Is it wrong that …

… the first time any concern popped into my head while reading this cartoon was when, half way through, I suddenly thought “where is the demand curve”?

He shows that supply rises as price rises – and that is great.  And given that the marginal cost is zero, this would give pretty awesome profits.  However, it misses the point that we need a demand curve in order to determine price – and generally as price goes up demand goes down.

My solution.  The firm should start buying and wasting power (generally on things that upset their employees) in order to increase demand!
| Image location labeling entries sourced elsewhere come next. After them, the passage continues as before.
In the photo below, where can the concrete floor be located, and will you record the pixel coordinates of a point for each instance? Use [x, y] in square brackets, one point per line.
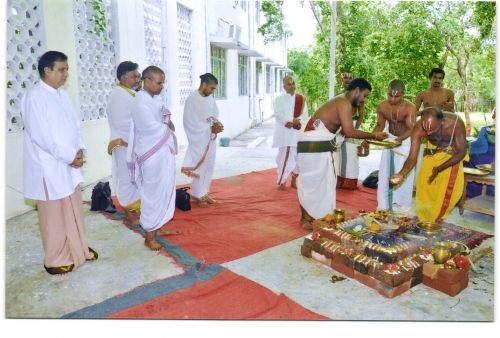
[125, 264]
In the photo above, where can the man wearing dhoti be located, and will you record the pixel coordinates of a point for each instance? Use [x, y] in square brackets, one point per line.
[348, 156]
[201, 125]
[53, 156]
[317, 151]
[440, 181]
[119, 118]
[398, 115]
[151, 155]
[290, 112]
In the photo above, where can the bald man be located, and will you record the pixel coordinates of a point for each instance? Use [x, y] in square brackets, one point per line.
[290, 112]
[440, 181]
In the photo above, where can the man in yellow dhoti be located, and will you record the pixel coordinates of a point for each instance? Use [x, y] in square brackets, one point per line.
[440, 181]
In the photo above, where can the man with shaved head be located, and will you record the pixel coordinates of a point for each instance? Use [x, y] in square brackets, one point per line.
[348, 155]
[290, 112]
[151, 154]
[397, 116]
[440, 181]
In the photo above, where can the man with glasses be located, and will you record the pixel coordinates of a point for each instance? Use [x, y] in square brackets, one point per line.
[151, 156]
[201, 125]
[440, 181]
[53, 157]
[119, 118]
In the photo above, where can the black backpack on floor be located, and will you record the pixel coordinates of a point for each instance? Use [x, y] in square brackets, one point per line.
[372, 180]
[101, 198]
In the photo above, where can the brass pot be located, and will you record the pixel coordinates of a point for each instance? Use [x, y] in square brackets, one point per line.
[338, 215]
[362, 151]
[441, 254]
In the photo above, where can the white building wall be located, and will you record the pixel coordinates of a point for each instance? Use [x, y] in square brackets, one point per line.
[238, 113]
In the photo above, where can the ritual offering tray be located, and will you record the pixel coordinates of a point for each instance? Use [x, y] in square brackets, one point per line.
[390, 260]
[475, 171]
[429, 227]
[485, 167]
[387, 143]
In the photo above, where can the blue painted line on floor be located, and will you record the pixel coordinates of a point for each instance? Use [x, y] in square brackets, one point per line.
[142, 294]
[196, 272]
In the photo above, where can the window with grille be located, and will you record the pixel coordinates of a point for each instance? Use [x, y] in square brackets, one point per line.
[268, 79]
[95, 57]
[25, 44]
[258, 74]
[218, 58]
[185, 52]
[243, 74]
[152, 33]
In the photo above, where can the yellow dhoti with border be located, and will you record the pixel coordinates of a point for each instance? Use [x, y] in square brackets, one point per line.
[434, 201]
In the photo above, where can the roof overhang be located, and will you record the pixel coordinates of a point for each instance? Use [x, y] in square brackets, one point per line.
[231, 43]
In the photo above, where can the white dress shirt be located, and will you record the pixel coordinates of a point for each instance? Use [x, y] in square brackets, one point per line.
[52, 137]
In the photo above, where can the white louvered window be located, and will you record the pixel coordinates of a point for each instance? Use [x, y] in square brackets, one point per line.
[243, 74]
[153, 33]
[95, 56]
[218, 59]
[25, 44]
[185, 52]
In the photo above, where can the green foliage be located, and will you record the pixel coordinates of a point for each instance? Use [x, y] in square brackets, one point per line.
[99, 18]
[381, 42]
[273, 29]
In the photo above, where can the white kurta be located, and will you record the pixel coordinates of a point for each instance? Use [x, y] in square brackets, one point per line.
[402, 195]
[286, 138]
[52, 137]
[200, 112]
[157, 171]
[316, 184]
[119, 119]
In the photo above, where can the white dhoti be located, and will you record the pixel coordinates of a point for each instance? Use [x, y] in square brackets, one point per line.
[400, 197]
[158, 183]
[286, 162]
[63, 233]
[348, 159]
[316, 184]
[200, 186]
[200, 114]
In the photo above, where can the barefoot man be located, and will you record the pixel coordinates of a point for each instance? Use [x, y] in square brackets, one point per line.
[348, 155]
[290, 111]
[399, 114]
[151, 155]
[436, 96]
[440, 181]
[317, 151]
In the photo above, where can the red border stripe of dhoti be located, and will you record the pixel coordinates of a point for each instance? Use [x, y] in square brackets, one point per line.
[449, 191]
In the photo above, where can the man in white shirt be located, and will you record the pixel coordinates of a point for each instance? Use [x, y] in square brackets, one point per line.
[348, 155]
[151, 155]
[201, 125]
[290, 112]
[53, 156]
[119, 118]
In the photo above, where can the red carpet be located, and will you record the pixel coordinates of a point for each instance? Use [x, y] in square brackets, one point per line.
[226, 296]
[252, 215]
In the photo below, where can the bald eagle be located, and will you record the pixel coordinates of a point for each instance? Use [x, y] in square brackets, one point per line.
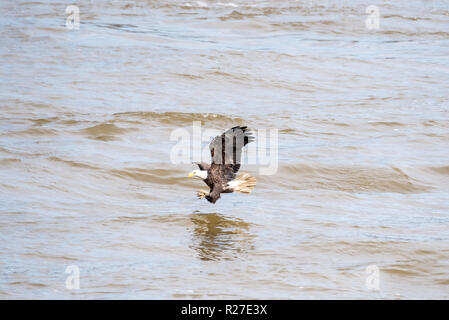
[221, 174]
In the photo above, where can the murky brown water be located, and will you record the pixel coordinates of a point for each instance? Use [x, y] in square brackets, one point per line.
[85, 172]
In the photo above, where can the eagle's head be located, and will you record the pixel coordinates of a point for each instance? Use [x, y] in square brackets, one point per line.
[202, 174]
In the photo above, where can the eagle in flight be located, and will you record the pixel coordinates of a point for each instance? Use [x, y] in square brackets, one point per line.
[221, 174]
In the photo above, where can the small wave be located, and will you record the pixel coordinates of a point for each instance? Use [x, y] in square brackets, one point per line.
[105, 131]
[348, 179]
[178, 118]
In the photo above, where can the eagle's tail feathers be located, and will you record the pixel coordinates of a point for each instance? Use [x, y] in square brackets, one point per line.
[244, 183]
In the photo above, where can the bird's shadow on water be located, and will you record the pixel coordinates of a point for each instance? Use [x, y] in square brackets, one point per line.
[218, 237]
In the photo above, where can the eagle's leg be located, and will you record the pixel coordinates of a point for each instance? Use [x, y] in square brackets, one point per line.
[202, 193]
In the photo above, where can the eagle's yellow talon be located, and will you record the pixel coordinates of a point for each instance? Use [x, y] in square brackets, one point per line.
[201, 194]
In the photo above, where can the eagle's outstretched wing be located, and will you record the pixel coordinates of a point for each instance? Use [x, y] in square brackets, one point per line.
[226, 150]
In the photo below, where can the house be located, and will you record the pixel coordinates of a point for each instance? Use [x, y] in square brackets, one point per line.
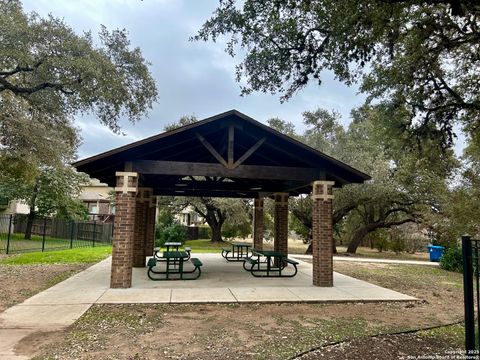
[97, 199]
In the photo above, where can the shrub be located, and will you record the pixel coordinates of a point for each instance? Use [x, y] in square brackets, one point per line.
[452, 259]
[204, 232]
[172, 233]
[381, 244]
[397, 245]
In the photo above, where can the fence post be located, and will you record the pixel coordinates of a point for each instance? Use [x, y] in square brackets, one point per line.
[94, 232]
[468, 293]
[72, 229]
[44, 231]
[9, 232]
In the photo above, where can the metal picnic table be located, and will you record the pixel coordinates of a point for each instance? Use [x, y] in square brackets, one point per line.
[239, 251]
[172, 258]
[273, 265]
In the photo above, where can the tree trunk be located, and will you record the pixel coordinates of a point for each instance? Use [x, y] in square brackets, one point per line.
[310, 248]
[31, 214]
[216, 234]
[28, 229]
[359, 235]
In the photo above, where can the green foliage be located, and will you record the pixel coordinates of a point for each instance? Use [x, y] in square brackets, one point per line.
[381, 244]
[232, 230]
[204, 232]
[204, 246]
[72, 256]
[424, 54]
[451, 259]
[45, 65]
[171, 233]
[54, 192]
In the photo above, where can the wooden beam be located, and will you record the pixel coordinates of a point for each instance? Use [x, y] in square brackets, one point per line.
[212, 150]
[204, 193]
[210, 169]
[248, 153]
[222, 186]
[231, 134]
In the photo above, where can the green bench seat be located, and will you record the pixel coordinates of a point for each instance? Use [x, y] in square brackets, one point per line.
[196, 262]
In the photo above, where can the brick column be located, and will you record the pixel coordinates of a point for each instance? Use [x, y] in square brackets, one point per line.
[151, 219]
[322, 233]
[280, 242]
[125, 193]
[141, 219]
[258, 229]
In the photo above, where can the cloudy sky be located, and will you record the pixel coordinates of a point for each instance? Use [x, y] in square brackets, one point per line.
[192, 78]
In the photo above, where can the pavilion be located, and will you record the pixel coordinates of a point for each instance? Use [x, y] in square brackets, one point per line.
[227, 155]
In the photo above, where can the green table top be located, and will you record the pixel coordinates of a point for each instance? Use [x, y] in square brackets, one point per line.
[269, 253]
[173, 244]
[175, 254]
[238, 244]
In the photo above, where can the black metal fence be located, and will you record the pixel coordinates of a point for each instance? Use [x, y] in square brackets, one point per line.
[51, 234]
[471, 289]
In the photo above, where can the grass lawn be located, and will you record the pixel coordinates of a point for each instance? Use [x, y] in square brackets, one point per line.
[18, 244]
[70, 256]
[24, 275]
[278, 331]
[298, 247]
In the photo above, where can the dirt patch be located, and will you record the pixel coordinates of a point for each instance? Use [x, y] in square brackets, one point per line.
[404, 346]
[19, 282]
[273, 331]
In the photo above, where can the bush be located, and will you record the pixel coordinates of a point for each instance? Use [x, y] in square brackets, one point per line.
[452, 259]
[204, 232]
[397, 245]
[172, 233]
[381, 244]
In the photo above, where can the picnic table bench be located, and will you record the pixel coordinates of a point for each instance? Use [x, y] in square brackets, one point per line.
[171, 271]
[273, 264]
[238, 252]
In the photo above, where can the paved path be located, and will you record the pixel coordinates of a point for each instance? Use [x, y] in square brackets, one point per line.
[372, 260]
[221, 282]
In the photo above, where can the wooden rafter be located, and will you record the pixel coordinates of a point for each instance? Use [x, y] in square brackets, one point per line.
[248, 153]
[241, 171]
[231, 134]
[212, 150]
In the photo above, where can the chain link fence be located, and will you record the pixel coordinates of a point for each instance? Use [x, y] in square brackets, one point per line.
[50, 234]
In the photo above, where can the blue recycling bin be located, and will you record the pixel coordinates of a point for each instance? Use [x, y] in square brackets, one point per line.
[435, 252]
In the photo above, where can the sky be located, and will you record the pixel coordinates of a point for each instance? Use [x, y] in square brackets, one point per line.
[192, 78]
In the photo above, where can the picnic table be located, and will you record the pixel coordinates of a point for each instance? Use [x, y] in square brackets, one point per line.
[174, 266]
[238, 252]
[170, 246]
[267, 263]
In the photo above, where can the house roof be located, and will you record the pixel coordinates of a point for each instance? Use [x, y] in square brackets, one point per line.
[226, 155]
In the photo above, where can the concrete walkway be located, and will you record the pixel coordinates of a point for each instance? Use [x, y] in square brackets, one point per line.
[221, 282]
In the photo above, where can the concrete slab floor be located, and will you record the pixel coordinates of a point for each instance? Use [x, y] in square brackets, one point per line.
[220, 282]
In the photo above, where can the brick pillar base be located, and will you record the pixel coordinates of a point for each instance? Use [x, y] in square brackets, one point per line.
[322, 233]
[125, 194]
[258, 229]
[280, 242]
[151, 212]
[141, 218]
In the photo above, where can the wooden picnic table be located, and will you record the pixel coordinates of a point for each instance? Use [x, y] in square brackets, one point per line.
[238, 252]
[272, 266]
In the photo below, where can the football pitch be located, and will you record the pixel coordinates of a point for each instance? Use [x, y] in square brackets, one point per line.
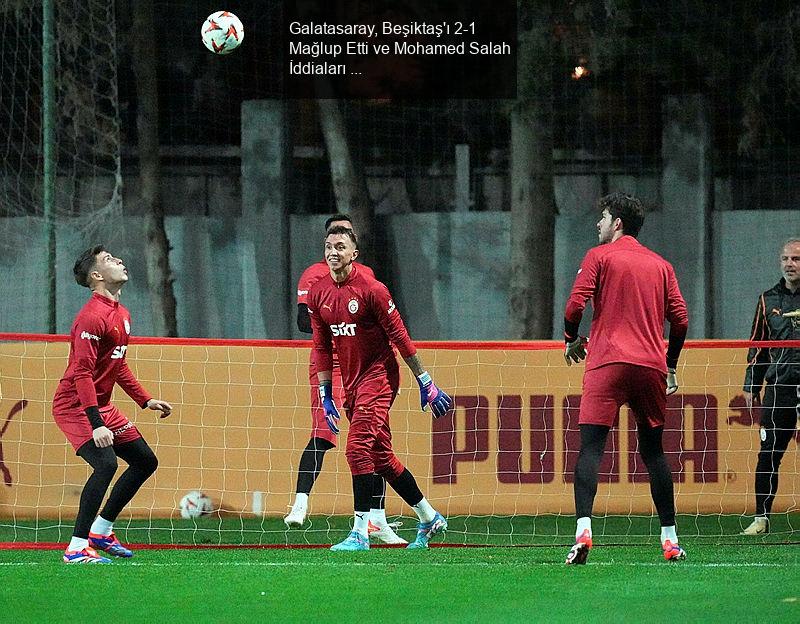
[725, 577]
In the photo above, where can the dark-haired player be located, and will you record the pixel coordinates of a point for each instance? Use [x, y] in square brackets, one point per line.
[632, 290]
[322, 437]
[82, 408]
[355, 312]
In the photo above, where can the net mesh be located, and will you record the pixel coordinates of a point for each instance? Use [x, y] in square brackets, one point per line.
[500, 467]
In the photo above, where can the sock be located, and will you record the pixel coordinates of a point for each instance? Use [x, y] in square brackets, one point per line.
[425, 512]
[583, 524]
[361, 522]
[101, 526]
[377, 517]
[669, 533]
[300, 501]
[77, 543]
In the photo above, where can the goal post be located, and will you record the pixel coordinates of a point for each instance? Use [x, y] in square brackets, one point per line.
[241, 419]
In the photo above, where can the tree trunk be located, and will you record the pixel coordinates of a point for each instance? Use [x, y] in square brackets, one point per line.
[349, 184]
[159, 274]
[533, 207]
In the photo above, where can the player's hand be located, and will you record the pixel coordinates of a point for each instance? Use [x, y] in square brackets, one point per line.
[103, 437]
[751, 400]
[161, 406]
[672, 381]
[575, 351]
[429, 394]
[331, 413]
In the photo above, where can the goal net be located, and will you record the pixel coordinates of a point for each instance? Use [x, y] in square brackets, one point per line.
[500, 467]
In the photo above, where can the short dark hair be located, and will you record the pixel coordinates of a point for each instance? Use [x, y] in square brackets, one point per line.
[625, 207]
[337, 217]
[85, 264]
[341, 229]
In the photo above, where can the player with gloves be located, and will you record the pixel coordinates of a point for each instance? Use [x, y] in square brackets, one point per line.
[633, 290]
[355, 312]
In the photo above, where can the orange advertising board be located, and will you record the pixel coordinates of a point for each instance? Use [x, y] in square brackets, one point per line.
[241, 420]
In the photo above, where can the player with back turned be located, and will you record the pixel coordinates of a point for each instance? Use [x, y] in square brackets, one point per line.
[355, 312]
[98, 431]
[323, 437]
[633, 291]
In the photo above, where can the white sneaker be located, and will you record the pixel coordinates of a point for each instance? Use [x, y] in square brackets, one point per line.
[296, 518]
[385, 533]
[759, 526]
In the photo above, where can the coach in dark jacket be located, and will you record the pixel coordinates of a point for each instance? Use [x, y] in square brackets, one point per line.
[777, 318]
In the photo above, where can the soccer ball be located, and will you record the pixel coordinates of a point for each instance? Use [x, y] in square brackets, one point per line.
[222, 32]
[195, 504]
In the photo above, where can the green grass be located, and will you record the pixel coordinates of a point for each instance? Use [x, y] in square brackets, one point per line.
[724, 577]
[631, 583]
[472, 530]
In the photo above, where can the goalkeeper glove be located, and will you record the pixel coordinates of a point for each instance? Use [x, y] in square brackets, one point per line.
[672, 381]
[575, 351]
[331, 413]
[429, 394]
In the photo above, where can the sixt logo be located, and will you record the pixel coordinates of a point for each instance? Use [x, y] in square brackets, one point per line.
[344, 329]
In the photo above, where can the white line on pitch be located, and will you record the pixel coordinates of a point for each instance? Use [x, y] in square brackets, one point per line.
[444, 564]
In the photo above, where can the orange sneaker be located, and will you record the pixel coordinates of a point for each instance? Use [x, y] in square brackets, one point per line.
[87, 555]
[673, 552]
[579, 553]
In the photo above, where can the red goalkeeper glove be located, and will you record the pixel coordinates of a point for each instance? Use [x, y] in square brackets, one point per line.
[331, 413]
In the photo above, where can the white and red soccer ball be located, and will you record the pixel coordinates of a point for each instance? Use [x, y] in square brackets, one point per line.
[195, 504]
[222, 32]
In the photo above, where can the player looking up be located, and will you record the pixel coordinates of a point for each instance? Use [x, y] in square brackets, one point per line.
[633, 290]
[323, 438]
[98, 431]
[354, 312]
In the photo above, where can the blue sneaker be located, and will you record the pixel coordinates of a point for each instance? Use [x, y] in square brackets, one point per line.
[426, 530]
[87, 555]
[354, 541]
[109, 544]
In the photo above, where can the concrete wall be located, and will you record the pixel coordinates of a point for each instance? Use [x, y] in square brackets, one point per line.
[448, 271]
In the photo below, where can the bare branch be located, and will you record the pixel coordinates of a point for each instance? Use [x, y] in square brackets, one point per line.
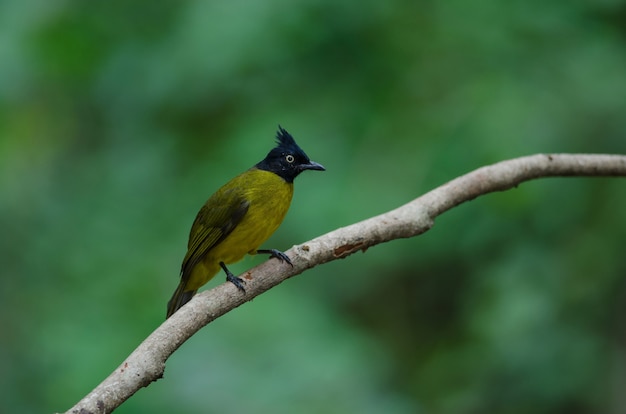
[147, 363]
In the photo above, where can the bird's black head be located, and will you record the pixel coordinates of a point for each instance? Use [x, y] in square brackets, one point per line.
[287, 160]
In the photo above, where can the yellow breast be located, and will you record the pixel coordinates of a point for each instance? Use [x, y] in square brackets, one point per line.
[269, 197]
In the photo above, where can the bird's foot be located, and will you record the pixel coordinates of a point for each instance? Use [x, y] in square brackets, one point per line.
[237, 281]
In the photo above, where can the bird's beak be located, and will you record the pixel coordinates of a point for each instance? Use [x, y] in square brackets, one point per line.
[312, 165]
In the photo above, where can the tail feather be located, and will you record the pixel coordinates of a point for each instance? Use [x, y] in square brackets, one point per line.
[179, 298]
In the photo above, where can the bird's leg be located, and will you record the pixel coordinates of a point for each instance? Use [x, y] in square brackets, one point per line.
[277, 254]
[237, 281]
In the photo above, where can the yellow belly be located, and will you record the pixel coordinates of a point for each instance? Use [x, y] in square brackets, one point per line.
[269, 197]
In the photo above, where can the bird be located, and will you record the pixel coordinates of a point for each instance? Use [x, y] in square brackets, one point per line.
[239, 217]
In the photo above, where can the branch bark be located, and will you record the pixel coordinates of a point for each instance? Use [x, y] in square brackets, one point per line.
[147, 363]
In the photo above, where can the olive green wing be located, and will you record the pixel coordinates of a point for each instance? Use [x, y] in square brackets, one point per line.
[215, 220]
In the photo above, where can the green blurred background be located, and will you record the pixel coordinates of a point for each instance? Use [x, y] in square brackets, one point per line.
[119, 118]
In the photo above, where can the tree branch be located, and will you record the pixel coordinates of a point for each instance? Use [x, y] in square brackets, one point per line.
[147, 363]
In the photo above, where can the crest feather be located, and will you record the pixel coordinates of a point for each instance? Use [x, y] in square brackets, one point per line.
[284, 138]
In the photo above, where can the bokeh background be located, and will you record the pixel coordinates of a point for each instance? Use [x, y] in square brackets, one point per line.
[118, 119]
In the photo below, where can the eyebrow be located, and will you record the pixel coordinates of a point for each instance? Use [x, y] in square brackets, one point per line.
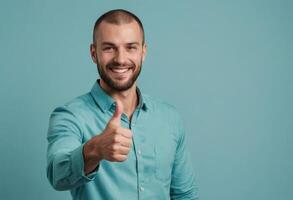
[112, 44]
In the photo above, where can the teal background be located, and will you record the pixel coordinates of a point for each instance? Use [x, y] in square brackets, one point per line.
[226, 65]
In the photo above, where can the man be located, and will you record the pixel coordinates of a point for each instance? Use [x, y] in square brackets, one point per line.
[115, 142]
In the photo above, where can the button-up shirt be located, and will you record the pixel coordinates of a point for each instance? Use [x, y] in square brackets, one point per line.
[158, 165]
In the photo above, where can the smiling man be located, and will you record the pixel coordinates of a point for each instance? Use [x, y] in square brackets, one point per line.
[116, 142]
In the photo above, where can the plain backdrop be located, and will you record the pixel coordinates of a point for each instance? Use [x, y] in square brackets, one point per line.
[226, 66]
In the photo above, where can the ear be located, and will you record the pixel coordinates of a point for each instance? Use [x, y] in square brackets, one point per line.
[93, 52]
[144, 50]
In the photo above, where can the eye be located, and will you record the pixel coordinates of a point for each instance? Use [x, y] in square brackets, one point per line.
[108, 49]
[132, 48]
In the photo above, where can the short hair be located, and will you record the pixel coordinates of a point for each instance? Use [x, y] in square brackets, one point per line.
[118, 16]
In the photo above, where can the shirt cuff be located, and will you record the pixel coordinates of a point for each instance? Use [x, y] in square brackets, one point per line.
[78, 165]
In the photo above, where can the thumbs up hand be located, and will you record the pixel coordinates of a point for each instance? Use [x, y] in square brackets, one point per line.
[113, 144]
[116, 141]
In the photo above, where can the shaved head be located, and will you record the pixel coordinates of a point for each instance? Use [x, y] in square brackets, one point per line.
[117, 17]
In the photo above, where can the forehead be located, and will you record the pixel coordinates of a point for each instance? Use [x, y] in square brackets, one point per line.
[119, 33]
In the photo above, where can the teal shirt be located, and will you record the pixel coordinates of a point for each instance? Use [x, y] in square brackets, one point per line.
[158, 166]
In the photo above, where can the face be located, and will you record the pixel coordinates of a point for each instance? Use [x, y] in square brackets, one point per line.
[118, 53]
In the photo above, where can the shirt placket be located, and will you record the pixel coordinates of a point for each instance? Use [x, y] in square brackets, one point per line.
[137, 144]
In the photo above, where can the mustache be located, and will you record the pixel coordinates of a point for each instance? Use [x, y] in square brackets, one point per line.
[116, 65]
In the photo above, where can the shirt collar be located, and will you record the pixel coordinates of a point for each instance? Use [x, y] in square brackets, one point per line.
[105, 101]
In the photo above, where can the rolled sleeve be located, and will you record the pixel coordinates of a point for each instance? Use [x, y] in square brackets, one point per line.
[65, 169]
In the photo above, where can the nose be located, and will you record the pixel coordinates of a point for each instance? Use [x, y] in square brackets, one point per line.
[120, 56]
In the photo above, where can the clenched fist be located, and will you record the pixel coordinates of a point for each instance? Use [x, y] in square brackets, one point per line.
[113, 144]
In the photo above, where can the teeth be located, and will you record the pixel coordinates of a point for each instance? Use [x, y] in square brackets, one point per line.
[120, 70]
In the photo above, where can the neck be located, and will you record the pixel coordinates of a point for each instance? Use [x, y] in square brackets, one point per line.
[129, 98]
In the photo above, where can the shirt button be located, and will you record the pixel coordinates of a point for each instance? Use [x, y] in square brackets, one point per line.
[141, 189]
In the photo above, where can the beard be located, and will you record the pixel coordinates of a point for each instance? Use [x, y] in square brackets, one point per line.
[114, 85]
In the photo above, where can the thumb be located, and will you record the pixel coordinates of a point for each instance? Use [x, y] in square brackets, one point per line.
[118, 112]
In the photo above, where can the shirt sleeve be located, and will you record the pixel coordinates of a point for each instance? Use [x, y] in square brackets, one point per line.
[183, 182]
[65, 163]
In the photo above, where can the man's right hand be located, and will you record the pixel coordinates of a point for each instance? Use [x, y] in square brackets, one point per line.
[113, 144]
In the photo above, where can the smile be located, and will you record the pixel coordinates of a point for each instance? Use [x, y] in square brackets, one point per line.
[120, 70]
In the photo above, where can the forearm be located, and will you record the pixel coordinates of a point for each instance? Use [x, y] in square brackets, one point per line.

Although, this might not be socially optimal if, ya know, we care about the welfare of the workers …


2 replies
  1. rauparaha
    rauparaha says:

    I thought he meant that, as national supply falls, their company’s production rises and they undercut the other suppliers since their MC of that extra production is near zero. So the price they face rises as they take a larger share of the market. Of course, that presupposes effective competition in the wholesale market for electricity so I don’t know how realistic it is.

  2. Matt Nolan
    Matt Nolan says:


    Re-reading it that is exactly what he is saying. Price is determined exogenously, and for a fixed set of inputs output rises as price rises – which is pretty danged sweet.

    I had presumed that they had already monopolised the market for energy at this point – given that they could undercut everyone.

    So if they are just a residual claimant in the market, they face the “market price” and their productivity increases – which is pretty sweet for profits.

    I can’t understand why the business wouldn’t take over the entire energy market though.